The boat bumped the side of the dock, and a crew member leaped onto the weathered boards to tie up. Two of the crew helped

Hez off the boat, but Simon rushed ahead and threw himself into Savannah’s arms.

“I was skipping rocks and my foot slipped,” he said in a choked voice. “I nearly killed Uncle Hez.” He turned and faced the

boat as Hez stepped onto the dock with a wobbly stance. Simon left Savannah’s arms and went to his uncle. “Thanks for saving

me, Uncle Hez.” Tears streamed down his face, and he put his arms around Hez’s waist.

Hez bent over and coughed up a little water. He coughed a few more times, but it was beginning to sound less wet. He straightened.

“I’m still alive and kicking, buddy. I’m just glad you’re okay. I—I couldn’t bear to lose you t-t—”

He broke off, and Savannah heard the word too at the end of that sentence. She wasn’t the only one who had relived Ella’s death in the last half hour.

A crew member touched his arm. “Let’s sit you down on the bench until the ambulance gets here.”

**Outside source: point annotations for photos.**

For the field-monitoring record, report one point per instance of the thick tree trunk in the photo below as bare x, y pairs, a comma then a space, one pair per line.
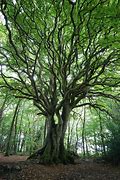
54, 150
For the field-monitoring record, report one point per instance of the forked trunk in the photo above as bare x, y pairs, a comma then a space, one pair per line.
53, 150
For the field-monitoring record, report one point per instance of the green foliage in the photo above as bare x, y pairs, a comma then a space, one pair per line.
114, 136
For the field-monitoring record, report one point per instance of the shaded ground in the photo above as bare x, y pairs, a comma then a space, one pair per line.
16, 168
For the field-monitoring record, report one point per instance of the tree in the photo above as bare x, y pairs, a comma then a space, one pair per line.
57, 53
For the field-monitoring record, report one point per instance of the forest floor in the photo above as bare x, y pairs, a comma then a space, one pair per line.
17, 168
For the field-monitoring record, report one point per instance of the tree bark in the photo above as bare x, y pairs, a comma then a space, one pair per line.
53, 150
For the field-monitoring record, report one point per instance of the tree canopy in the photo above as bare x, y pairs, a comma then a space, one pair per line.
58, 53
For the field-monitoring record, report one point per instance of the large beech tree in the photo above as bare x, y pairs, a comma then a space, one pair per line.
58, 53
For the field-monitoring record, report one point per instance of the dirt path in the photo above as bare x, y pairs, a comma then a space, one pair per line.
16, 168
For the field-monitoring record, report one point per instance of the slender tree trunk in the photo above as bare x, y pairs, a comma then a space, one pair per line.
102, 136
11, 130
83, 134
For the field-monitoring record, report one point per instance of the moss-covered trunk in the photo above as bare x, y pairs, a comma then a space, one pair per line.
53, 150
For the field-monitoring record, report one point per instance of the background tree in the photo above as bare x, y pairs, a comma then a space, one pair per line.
56, 54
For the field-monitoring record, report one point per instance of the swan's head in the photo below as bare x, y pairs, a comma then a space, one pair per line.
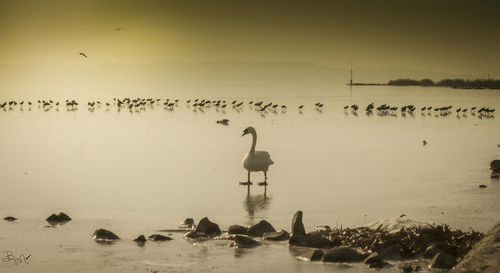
248, 130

Hez’s blue eyes narrowed and he shook his head. “I don’t need an ambulance.”

“I’m afraid we have to insist, sir.” The man led him to the bench. “You’ll need to be under observation for a few hours. The

boy too.”

As soon as the man was out of the way, Savannah rushed to Hez’s side and knelt in front of him. The tight containment of her terror and horror dissolved, and she couldn’t hold back the tears any longer. “When you went under that water, I was so afraid I’d l-lost you.”

He pulled her up and onto his lap where he wrapped his arms around her. He was still shivering, but his smile warmed her as

she gazed down into his face. “I’ve got a wedding to attend, and it would take more than a riptide to stop me from putting

that ring back on your finger.”

She buried her face in his neck and breathed in the scent of his sage soap under the salty tang of his skin. Thank you, God.